Let's suppose you would like to bring someone closer to Torah observance. Nothing like a Shabbos experience, right? Problem is, of course, getting the estranged from Torah Jew to commit to an entire Shabbos. I mean... after having experienced the warmth and beauty of a Shabbos meal once or twice or... well, let's be honest, it could take 100s of experiences over several years to finally be ready to commit. So you start thinking and thinking.... well, my friend is driving all over the place on Shabbos anyway... while is he at my house, he certainly won't be driving or anything else to desecrate the Shabbos... I won't force him to drive to my house, but even if I straight up invite him to drive over, it is a worst transgressing a Rabbinic ordinance.

What could be wrong? I mean, of course, besides the usual devastating consequences, as discussed in a previous TftD. (Which makes the question of "what could be wrong" about as insensitive as "Other than that, Mrs. Lincoln, how was the play?") Besides, perhaps your friend might have decided to stay home that night and just suck down some brewskies while watching something on the idiot box. In which case, he really would have only been transgressing Rabbinic ordinances and completely without intention. Driving to your house, however, is certainly desecrating the Shabbos, certainly with intent. You, by causing that, have transgressed the Torah prohibition to not put a stumbling block before the naive.

But forget what I say, and forget what logic dictates. Ask R' Fuerst; he'll tell you "no". And if you push, R' Fuerst will tell you, "It's not what I say, it's what our גדולי ישראל/current sages say." In fact, R' Fuerst just said over (again, I have heard it from him before) at the Sunday morning shiur (so it's recorded; not that R' Fuerst is shy about saying things "on the record") an interesting story on that point. A rav (whom R' Fuerst did not name) kept pushing R' Fuerst to agree that it is ok to invite Jews over for Shabbos in order to bring them closer to Torah. R' Fuerst told him, "Listen... you are going to Eretz Yisrael, why don't you go ask R' Elyashiv?" The rav didn't think he would be able to get in to see the great R' Elyashiv. R' Fuerst told him, "Don't worry; I'll get you in." (I am always taken aback by that. We call R' Fuerst all the time like it's nothing... but R' Fuerst is so well known world wide that he has no trouble promising to get someone in to see the גדולים in Eretz Yisrael.) The rav said he didn't speak Yiddish. R' Fuerst told him, "Don't worry; I'll arrange a translator for you.... Hebrew, Yiddish, English... whatever you want." The rav agreed.

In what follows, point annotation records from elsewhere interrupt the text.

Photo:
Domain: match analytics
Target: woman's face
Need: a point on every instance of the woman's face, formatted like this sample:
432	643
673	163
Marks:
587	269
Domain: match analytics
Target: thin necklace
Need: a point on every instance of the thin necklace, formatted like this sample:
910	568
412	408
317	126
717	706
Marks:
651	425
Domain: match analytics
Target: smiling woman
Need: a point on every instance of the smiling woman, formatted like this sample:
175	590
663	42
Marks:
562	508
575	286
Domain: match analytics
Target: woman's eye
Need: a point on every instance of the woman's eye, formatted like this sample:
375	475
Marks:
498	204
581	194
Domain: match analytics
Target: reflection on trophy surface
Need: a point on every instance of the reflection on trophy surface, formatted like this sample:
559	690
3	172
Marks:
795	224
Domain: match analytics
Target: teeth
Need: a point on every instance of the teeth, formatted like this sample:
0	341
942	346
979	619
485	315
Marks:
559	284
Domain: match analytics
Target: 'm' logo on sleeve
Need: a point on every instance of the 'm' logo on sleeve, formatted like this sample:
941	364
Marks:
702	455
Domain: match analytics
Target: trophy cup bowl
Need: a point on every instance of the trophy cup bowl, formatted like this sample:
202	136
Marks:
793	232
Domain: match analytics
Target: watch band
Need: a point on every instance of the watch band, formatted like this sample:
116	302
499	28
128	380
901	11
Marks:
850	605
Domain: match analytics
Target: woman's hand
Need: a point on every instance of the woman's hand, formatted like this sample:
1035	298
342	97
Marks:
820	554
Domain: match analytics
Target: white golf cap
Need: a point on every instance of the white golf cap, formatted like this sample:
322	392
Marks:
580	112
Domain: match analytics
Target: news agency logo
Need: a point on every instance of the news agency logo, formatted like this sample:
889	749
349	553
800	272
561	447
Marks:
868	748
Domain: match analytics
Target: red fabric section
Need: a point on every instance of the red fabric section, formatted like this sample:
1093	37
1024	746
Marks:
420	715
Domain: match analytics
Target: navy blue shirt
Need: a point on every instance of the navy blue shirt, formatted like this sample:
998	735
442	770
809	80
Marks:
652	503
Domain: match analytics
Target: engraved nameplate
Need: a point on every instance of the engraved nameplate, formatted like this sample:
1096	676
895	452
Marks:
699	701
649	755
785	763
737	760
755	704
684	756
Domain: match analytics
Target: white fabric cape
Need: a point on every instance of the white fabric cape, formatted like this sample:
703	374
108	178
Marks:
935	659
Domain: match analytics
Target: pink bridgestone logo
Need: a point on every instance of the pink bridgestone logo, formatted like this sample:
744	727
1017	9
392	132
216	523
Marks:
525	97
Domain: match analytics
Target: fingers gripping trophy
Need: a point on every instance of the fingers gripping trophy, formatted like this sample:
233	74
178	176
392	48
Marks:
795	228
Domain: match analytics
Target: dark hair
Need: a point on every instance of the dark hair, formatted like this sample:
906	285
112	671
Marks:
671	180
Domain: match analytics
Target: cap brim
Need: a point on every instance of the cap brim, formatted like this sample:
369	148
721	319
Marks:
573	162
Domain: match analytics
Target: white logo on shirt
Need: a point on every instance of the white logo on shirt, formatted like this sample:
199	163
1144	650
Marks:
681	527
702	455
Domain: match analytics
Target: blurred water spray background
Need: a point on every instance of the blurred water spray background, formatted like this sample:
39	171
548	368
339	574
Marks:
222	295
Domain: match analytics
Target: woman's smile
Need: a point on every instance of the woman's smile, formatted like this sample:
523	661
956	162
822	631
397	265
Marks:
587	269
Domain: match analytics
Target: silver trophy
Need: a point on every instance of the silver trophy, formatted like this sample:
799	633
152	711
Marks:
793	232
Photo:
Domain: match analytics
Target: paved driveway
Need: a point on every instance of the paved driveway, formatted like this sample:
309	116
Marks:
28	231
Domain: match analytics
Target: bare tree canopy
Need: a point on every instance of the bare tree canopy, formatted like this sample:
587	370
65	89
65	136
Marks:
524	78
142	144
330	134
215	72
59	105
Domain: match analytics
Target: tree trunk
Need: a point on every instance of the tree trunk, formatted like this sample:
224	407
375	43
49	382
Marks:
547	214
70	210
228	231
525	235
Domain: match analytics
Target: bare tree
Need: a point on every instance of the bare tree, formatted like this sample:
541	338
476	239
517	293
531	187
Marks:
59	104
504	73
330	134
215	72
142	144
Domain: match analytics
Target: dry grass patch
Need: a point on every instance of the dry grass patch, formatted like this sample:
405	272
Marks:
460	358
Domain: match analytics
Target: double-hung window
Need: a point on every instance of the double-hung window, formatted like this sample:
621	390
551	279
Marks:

A few weeks passed and the rav didn't call R' Fuerst to tell him the psak from R' Elyashiv. So R' Fuerst called him to ask what R' Elyashiv said. The rav said, "R' Elyashiv doesn't really understand the issues." R' Fuerst explained quite clearly that it was not R' Elyashiv that didn't understand the issue. The rav has apparently not spoken with R' Fuerst since.

Today is a big day for me. I finished the 5th chapter of Bava Metzia. (By the way... that makes 148 daf -- 74 daf twice; I do a chapter and then I immediately review -- for me in just under three years. Now you understand why I don't learn Daf Yomi... I need more like a Daf Shavui program.) On daf 75b (the last page of chapter 5), R' Shimon says that those who lend at interest (which is, of course, a Torah prohibition) lose more than they gain, because they are in effect saying, "Moshe Rabbeinu just didn't understand; surely if he had realized there is a profit to be made, he never would have written that in the Torah."